On Tue, Oct 11, 2022 at 8:40 AM Nathan Bossart <nathandbossart@gmail.com> wrote:
>
> On Mon, Oct 10, 2022 at 11:33:57AM +0530, Bharath Rupireddy wrote:
> > On Mon, Oct 10, 2022 at 3:17 AM Nathan Bossart <nathandbossart@gmail.com> wrote:
> >> I wonder if it would be better to simply remove this extra polling of
> >> pg_wal as a prerequisite to your patch. The existing commentary leads me
> >> to think there might not be a strong reason for this behavior, so it could
> >> be a nice way to simplify your patch.
> >
> > I don't think it's a good idea to remove that completely.
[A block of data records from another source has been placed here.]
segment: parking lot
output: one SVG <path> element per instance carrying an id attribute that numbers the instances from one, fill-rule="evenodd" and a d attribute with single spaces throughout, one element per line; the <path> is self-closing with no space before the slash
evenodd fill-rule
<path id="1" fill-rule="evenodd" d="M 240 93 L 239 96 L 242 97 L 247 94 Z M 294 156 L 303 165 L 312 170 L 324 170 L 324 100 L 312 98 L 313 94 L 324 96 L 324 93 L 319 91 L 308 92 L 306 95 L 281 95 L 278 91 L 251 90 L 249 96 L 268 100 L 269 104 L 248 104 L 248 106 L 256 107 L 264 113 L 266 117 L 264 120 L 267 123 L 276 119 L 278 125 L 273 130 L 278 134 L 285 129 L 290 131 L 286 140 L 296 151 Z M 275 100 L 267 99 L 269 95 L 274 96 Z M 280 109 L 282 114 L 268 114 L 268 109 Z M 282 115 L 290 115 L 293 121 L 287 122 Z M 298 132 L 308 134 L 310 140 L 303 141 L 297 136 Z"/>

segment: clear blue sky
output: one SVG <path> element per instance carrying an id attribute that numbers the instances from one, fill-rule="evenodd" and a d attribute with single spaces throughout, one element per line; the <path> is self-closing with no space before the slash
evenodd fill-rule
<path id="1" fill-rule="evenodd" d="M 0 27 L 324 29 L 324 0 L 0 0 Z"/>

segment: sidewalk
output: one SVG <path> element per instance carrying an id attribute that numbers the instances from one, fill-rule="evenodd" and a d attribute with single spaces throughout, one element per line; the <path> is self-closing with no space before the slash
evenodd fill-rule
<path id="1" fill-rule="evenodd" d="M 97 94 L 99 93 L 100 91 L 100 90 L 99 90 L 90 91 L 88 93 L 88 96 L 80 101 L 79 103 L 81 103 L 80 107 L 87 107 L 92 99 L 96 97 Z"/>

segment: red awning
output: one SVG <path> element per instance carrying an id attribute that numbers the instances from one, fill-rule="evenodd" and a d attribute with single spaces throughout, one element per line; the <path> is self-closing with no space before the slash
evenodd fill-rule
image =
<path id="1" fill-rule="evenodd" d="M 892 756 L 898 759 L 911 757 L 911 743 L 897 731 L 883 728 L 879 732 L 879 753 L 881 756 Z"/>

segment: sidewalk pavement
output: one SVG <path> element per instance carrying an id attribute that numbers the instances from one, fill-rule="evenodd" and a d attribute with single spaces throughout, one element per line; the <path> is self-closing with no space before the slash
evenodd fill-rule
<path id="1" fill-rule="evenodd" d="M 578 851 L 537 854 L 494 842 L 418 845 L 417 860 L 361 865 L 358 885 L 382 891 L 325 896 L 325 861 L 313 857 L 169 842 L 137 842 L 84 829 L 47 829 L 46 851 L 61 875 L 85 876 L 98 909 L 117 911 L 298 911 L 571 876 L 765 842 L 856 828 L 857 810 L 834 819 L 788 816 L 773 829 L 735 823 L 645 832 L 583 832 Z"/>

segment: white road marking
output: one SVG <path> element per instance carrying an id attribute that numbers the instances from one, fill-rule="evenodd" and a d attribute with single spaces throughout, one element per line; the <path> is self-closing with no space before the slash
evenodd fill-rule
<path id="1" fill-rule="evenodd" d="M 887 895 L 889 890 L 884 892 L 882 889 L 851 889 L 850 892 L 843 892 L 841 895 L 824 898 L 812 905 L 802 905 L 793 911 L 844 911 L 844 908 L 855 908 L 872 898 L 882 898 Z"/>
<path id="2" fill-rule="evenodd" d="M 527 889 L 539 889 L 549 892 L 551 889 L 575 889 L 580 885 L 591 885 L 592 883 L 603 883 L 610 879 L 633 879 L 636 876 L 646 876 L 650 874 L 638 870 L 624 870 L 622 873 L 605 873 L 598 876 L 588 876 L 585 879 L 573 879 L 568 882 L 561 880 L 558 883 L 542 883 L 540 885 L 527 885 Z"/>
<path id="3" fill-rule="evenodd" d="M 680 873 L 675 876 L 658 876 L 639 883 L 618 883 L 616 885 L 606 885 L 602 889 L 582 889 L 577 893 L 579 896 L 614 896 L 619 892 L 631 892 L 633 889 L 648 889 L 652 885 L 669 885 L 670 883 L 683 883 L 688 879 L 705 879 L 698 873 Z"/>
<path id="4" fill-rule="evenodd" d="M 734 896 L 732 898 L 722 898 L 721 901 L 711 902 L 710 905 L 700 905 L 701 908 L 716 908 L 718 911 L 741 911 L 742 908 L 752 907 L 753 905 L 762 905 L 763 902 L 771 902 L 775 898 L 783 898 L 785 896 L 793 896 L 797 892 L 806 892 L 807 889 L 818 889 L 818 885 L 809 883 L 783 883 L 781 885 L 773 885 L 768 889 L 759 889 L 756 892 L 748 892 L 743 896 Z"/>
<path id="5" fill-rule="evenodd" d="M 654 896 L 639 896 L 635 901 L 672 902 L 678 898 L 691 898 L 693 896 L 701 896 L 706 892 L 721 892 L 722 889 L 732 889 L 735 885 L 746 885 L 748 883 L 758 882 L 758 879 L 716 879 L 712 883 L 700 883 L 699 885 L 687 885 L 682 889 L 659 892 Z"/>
As said
> > above, it might help someone, we never know.
>
> It would be great to hear whether anyone is using this functionality. If
> no one is aware of existing usage and there is no interest in keeping it
> around, I don't think it would be unreasonable to remove it in v16.
It seems like exhausting all the WAL in pg_wal before switching to
streaming after failing to fetch from archive is unremovable. I found
this after experimenting with it, here are my findings:
1. The standby has to recover initial WAL files in the pg_wal
directory even for the normal post-restart/first-time-start case, I
mean, in non-crash recovery case.
2. The standby received WAL files from primary (walreceiver just
writes and flushes the received WAL to WAL files under pg_wal)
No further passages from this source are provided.